Bu çalışmada, dünya ekonomisinde meydana gelen gelişmeler ışığında, Türkiye ekonomisinin ithalat yapısı incelenmiş ve bu kapsamda, özellikle son 10 yıllık dönemde, sanayi üretiminde artan oranda ithal girdi kullanmasına yol açan nedenler araştırılmıştır. Bu amaçla, sanayi sektörlerinde faaliyet gösteren, ağırlıkla ölçekleri büyük, kurumsallaşma düzeyi yüksek, küresel ekonomik sisteme entegrasyonu üst aşamada olan 145 firmayla yüz yüze görüşerek ve bu firmaların muhasebe kayıtlarını kullanarak hangi gerekçelerle ara ve yatırım malı ithalatına yöneldikleri incelenmiştir. Bu bilgi kaynağının yanında, başta Girdi-Çıktı Tabloları olmak üzere, sanayi sektörlerine yönelik diğer sayısal verilerden de yararlanılmıştır.
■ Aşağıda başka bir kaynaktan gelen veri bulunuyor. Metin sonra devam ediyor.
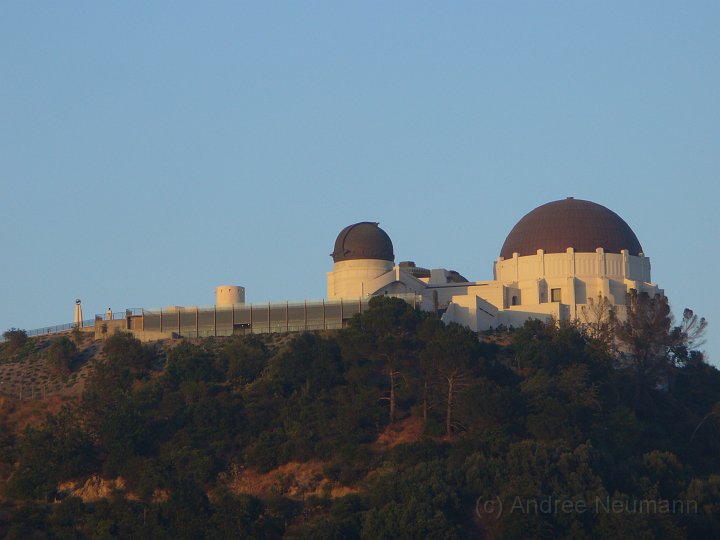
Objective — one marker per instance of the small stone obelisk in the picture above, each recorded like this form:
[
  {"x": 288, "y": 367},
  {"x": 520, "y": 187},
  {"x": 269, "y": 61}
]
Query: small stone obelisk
[{"x": 78, "y": 313}]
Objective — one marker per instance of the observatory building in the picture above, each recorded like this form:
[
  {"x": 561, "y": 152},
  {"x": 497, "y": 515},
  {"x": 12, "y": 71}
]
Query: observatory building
[{"x": 557, "y": 259}]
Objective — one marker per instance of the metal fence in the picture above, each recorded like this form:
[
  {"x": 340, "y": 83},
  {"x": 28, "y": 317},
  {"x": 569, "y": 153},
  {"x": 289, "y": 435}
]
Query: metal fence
[
  {"x": 255, "y": 318},
  {"x": 237, "y": 319}
]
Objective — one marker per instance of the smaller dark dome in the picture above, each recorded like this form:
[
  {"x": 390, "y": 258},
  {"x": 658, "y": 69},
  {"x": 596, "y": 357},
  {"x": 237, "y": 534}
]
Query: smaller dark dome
[{"x": 364, "y": 240}]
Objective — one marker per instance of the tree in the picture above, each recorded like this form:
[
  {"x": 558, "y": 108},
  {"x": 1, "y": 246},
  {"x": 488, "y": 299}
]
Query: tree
[
  {"x": 653, "y": 346},
  {"x": 448, "y": 360},
  {"x": 385, "y": 333},
  {"x": 598, "y": 320}
]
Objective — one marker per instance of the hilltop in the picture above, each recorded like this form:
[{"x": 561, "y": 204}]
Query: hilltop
[{"x": 396, "y": 426}]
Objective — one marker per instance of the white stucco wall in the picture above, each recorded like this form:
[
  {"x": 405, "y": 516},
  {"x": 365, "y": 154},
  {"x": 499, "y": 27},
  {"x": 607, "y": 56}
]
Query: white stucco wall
[{"x": 349, "y": 278}]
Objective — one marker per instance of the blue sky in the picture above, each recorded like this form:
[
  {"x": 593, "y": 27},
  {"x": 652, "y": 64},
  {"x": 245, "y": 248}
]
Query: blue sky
[{"x": 151, "y": 151}]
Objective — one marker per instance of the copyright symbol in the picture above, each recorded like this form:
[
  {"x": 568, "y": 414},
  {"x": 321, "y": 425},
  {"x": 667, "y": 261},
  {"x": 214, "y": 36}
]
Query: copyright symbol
[{"x": 488, "y": 507}]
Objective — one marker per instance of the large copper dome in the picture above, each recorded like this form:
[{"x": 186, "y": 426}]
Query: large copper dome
[
  {"x": 364, "y": 240},
  {"x": 582, "y": 225}
]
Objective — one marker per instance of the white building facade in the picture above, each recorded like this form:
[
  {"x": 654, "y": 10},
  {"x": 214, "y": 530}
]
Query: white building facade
[{"x": 557, "y": 259}]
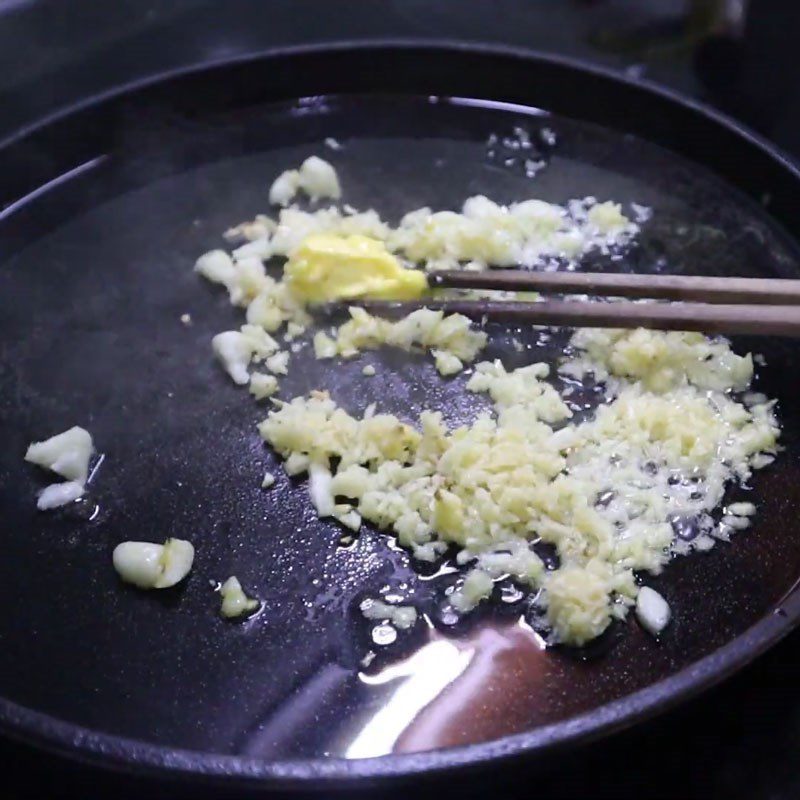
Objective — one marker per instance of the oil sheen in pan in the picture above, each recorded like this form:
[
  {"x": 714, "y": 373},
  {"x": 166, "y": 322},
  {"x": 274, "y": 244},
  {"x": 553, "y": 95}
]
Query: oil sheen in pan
[{"x": 91, "y": 329}]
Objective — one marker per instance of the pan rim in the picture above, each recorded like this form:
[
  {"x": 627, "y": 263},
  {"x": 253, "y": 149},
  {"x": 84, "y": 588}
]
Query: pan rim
[{"x": 109, "y": 750}]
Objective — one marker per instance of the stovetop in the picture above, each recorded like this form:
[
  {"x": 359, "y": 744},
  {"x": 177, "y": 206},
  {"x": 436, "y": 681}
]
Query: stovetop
[{"x": 741, "y": 739}]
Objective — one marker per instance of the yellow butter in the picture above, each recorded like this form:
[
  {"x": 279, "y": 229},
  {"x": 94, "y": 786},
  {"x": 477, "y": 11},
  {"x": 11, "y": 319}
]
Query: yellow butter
[{"x": 327, "y": 267}]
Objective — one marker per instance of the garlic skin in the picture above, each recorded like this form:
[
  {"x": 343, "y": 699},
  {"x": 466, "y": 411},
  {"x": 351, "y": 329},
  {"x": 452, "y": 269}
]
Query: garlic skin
[
  {"x": 59, "y": 494},
  {"x": 652, "y": 611},
  {"x": 153, "y": 566},
  {"x": 67, "y": 453}
]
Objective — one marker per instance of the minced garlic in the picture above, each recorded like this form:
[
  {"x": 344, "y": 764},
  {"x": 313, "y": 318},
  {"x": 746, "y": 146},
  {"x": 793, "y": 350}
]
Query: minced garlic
[
  {"x": 235, "y": 603},
  {"x": 603, "y": 491},
  {"x": 611, "y": 491}
]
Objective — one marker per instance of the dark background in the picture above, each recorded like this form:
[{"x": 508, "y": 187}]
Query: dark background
[{"x": 739, "y": 740}]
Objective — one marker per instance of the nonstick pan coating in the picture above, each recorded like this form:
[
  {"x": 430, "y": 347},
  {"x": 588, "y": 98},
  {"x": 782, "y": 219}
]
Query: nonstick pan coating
[{"x": 106, "y": 209}]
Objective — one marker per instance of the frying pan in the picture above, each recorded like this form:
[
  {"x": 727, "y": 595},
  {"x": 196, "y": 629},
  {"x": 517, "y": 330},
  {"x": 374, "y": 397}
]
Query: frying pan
[{"x": 106, "y": 206}]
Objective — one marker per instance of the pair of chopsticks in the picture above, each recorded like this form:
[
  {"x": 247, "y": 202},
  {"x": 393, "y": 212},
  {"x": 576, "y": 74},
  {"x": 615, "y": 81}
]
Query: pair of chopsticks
[{"x": 769, "y": 306}]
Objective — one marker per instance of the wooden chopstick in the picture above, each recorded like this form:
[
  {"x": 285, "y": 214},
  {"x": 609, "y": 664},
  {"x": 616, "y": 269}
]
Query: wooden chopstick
[
  {"x": 771, "y": 320},
  {"x": 767, "y": 291}
]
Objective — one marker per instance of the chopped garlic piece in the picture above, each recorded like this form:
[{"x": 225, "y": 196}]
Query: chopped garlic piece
[
  {"x": 478, "y": 585},
  {"x": 578, "y": 602},
  {"x": 154, "y": 566},
  {"x": 652, "y": 610},
  {"x": 741, "y": 509},
  {"x": 235, "y": 603},
  {"x": 66, "y": 453},
  {"x": 450, "y": 335},
  {"x": 262, "y": 385},
  {"x": 660, "y": 360},
  {"x": 447, "y": 363},
  {"x": 402, "y": 617},
  {"x": 316, "y": 177},
  {"x": 59, "y": 494},
  {"x": 236, "y": 349},
  {"x": 216, "y": 266},
  {"x": 319, "y": 179}
]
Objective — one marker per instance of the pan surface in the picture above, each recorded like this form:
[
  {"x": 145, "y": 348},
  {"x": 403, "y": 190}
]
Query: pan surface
[{"x": 107, "y": 208}]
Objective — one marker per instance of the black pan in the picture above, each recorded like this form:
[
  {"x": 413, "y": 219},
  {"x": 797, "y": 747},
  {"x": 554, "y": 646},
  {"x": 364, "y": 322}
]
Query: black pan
[{"x": 105, "y": 209}]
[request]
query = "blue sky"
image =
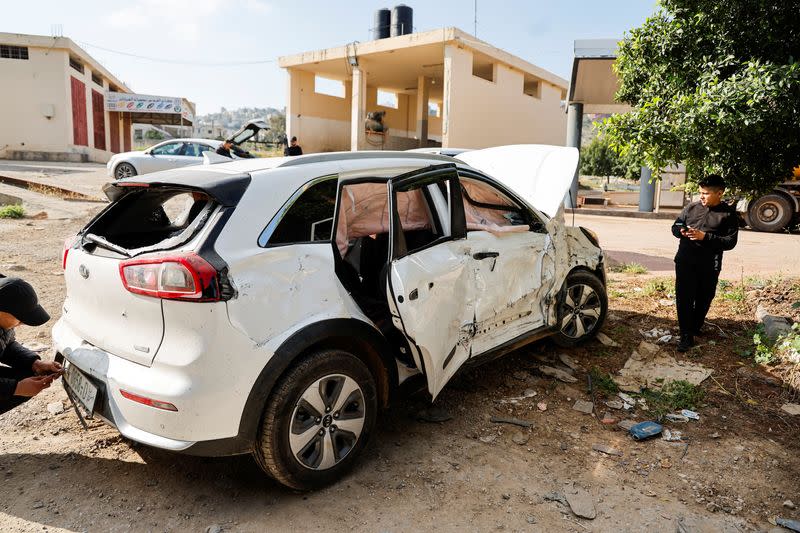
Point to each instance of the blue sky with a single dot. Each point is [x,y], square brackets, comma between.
[220,31]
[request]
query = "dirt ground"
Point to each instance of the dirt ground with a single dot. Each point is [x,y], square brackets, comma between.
[737,467]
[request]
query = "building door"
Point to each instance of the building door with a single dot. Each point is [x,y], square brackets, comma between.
[80,129]
[113,125]
[98,115]
[126,132]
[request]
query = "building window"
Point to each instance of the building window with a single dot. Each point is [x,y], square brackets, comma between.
[483,68]
[329,87]
[77,65]
[8,51]
[387,99]
[532,87]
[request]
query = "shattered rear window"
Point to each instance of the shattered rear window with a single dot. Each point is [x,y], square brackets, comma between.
[154,218]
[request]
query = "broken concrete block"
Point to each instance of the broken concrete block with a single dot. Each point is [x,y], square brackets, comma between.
[583,406]
[606,340]
[558,374]
[581,504]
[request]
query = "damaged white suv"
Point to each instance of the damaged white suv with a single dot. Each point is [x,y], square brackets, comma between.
[273,306]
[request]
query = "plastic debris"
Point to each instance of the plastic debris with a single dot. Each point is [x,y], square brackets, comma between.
[646,430]
[606,340]
[671,435]
[690,414]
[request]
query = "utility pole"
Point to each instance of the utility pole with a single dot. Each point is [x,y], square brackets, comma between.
[475,11]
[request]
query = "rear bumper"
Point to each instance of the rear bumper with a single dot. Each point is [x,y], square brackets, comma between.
[207,420]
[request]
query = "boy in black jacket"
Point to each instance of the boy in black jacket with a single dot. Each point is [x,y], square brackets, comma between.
[705,228]
[24,375]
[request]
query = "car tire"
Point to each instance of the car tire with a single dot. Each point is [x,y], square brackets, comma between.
[771,212]
[124,170]
[305,446]
[582,309]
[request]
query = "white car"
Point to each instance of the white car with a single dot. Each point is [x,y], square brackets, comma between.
[273,306]
[176,153]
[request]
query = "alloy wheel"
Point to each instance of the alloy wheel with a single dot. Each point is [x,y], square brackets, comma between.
[582,309]
[327,421]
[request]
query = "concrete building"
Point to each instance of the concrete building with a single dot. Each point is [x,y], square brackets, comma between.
[437,88]
[592,87]
[58,103]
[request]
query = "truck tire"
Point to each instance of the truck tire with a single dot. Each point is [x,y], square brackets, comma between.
[771,212]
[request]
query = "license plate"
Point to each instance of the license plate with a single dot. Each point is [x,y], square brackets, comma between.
[80,387]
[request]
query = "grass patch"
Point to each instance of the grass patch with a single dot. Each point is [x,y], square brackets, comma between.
[12,211]
[630,268]
[674,396]
[659,287]
[602,381]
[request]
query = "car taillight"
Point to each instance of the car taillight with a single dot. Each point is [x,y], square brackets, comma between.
[174,277]
[68,243]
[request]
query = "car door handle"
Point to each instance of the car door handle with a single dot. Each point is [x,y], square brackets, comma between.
[485,255]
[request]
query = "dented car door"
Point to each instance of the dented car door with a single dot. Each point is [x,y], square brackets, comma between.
[431,289]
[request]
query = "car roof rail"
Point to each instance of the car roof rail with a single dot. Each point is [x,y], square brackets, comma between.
[344,156]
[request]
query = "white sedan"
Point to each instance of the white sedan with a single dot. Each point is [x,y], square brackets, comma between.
[163,156]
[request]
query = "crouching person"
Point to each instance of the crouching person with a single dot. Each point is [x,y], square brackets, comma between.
[23,374]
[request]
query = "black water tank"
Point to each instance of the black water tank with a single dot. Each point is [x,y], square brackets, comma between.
[383,19]
[402,20]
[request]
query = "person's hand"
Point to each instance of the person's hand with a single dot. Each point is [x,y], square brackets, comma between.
[47,367]
[694,234]
[33,386]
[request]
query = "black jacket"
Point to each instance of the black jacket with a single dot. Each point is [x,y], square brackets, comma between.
[16,356]
[721,226]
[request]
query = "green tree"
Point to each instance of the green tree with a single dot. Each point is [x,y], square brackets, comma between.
[599,158]
[714,84]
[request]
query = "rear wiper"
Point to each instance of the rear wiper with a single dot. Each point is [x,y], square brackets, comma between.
[103,243]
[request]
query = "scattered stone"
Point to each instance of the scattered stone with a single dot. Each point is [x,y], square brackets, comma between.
[606,340]
[582,406]
[55,408]
[555,497]
[520,438]
[791,408]
[568,361]
[558,374]
[513,421]
[434,414]
[582,505]
[608,450]
[615,404]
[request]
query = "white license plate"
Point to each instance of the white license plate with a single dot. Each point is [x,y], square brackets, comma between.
[81,387]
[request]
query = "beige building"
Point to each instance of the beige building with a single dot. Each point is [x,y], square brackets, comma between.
[437,88]
[58,103]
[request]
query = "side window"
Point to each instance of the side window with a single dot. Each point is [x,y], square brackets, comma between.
[307,217]
[168,149]
[486,208]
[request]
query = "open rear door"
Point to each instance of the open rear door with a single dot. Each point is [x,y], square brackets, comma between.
[431,288]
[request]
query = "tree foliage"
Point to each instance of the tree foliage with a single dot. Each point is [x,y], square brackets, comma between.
[599,158]
[714,84]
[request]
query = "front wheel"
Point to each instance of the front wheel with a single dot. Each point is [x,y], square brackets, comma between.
[124,170]
[317,420]
[582,309]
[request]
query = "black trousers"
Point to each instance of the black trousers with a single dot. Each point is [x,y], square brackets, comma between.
[13,373]
[695,287]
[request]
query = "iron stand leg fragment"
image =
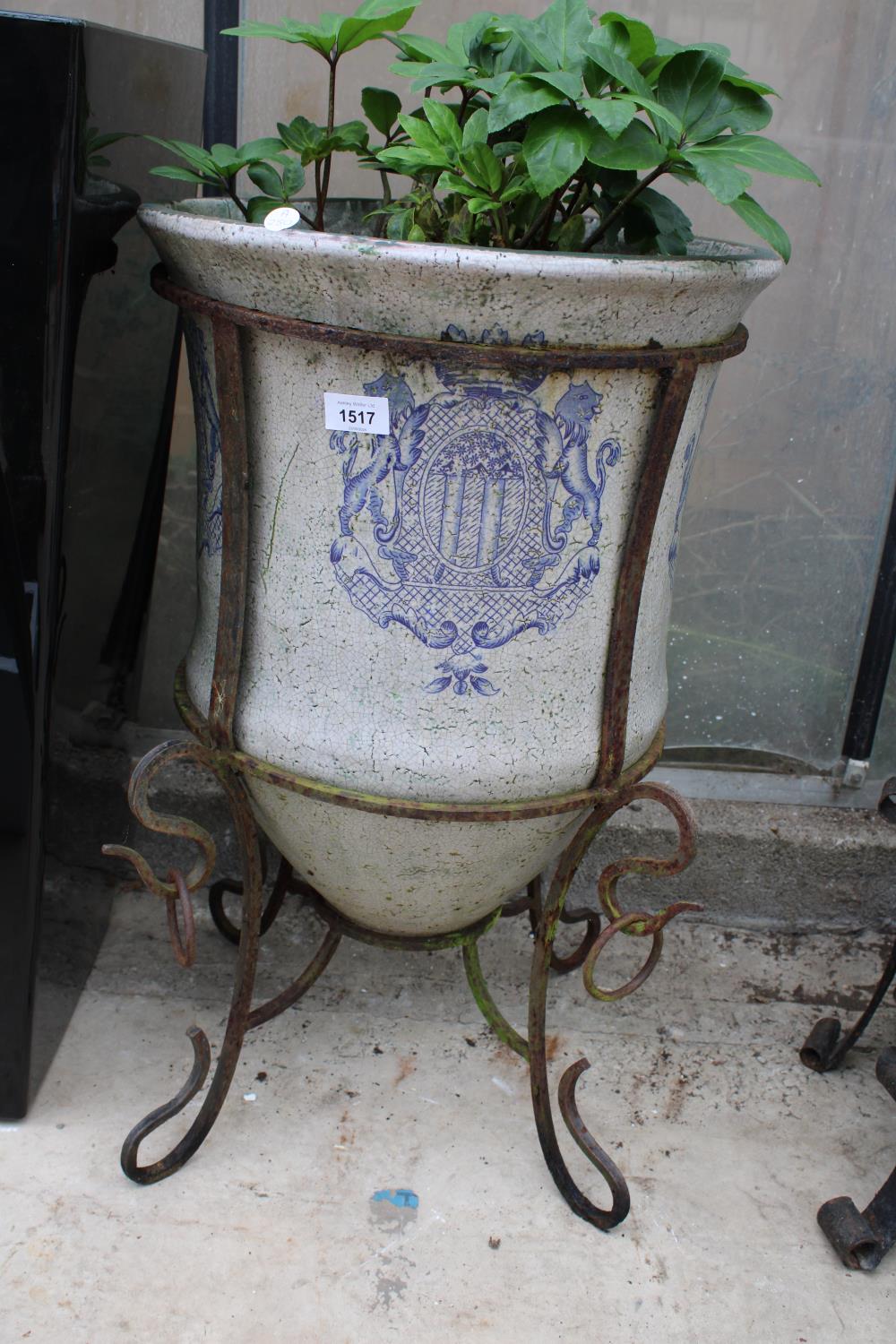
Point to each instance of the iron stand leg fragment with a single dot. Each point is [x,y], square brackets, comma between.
[860,1239]
[863,1239]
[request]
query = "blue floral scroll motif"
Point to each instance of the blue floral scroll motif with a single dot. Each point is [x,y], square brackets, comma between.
[210,526]
[477,516]
[683,496]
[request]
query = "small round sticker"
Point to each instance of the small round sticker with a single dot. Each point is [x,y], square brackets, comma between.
[282,218]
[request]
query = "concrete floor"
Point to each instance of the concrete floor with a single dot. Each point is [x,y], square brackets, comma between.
[384,1077]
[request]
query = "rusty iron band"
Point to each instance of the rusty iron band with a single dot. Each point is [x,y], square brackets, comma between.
[554,359]
[416,809]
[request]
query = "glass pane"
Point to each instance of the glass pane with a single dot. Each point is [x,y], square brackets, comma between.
[791,487]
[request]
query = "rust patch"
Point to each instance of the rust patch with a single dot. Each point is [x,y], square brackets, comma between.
[406,1067]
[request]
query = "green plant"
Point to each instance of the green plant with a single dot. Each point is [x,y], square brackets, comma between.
[547,132]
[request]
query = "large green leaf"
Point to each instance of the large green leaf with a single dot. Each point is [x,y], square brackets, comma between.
[734,74]
[195,155]
[371,21]
[688,83]
[263,148]
[422,134]
[720,175]
[351,134]
[555,147]
[381,108]
[303,137]
[411,160]
[613,115]
[657,112]
[667,50]
[476,128]
[641,43]
[635,148]
[520,99]
[444,123]
[564,81]
[567,24]
[762,223]
[616,66]
[180,175]
[435,75]
[481,167]
[533,39]
[761,155]
[268,179]
[731,108]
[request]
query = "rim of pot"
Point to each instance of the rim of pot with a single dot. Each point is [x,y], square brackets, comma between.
[215,214]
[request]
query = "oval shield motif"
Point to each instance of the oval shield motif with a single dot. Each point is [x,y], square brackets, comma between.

Yaptığımız analizler sanayi sektörlerinin büyük çoğunda üretimde kullanılan ithal girdi oranında artış meydana geldiğini, imalat sanayii genelinde 2002 yılında %56,5 olan toplam hammadde ve malzeme içerisindeki ithalat payının 5 yıl gibi kısa bir dönemde %10 dolayında artış göstererek 2007 yılında %61,8’e ulaştığını göstermiştir. Đthal girdi kullanım oranındaki bu artışın iki temel kaynağının bulunduğu ortaya konulmuştur. Đthal girdi payındaki artışa katkısı benzer düzeyde olan bu faktörlerden birincisi firmaların ithal ara ve yatırım malı kullanımına yönelik eğilimlerinin artması, ikincisi ise ekonominin dış ticaretteki uzmanlaşma yapısındaki değişimdir.

Anket çalışması, temel ara ve yatırım mallarında yurt içi üretim miktarındaki yetersizliğin firmaları ithalata yönlendiren en önemli faktör olduğunu göstermiştir. Firmalara göre bu faktör toplam ara ve yatırım malları ithalatının yaklaşık %60’lık bölümünü açıklamaktadır. Firmalar yurt içi üretimin birçok temel ara malında iç talebin ancak %10-20’lik bölümünü, yatırım mallarında ise %5-10 dolayındaki bir bölümünü karşılayabilmesi nedeniyle, ekonomik büyüme oranının ivme kazandığı dönemlerde söz konusu mallarda ciddi düzeyde arz açığı oluştuğunu ve zorunlu olarak ithalata yönelmek durumunda kaldıklarını belirtmiştir. Nitekim, anket çalışması sonucu edindiğimiz bilgilere göre, petrol ürünü yanında, bazı madenler ve metaller, deri, pamuk, ilaç hammaddesi, selüloz gibi çok sayıda kritik hammadde ve yarı işlenmiş mamüller alanında ülkemizdeki üretim miktarı yetersizdir. Bunların bir bölümü ülkemizin doğal kaynak zenginliğiyle, bir bölümü de bu alanlara yönelik yatırım ve teknoloji birikiminin

sınırlı olmasıyla bağlantılıdır. Ayrıca, yan sanayilerin gelişmişlik düzeyi ve finansman koşulları bir çok sektörde ara ve yatırım mallarının yurt içi arz miktarını sınırlandırabilmektedir.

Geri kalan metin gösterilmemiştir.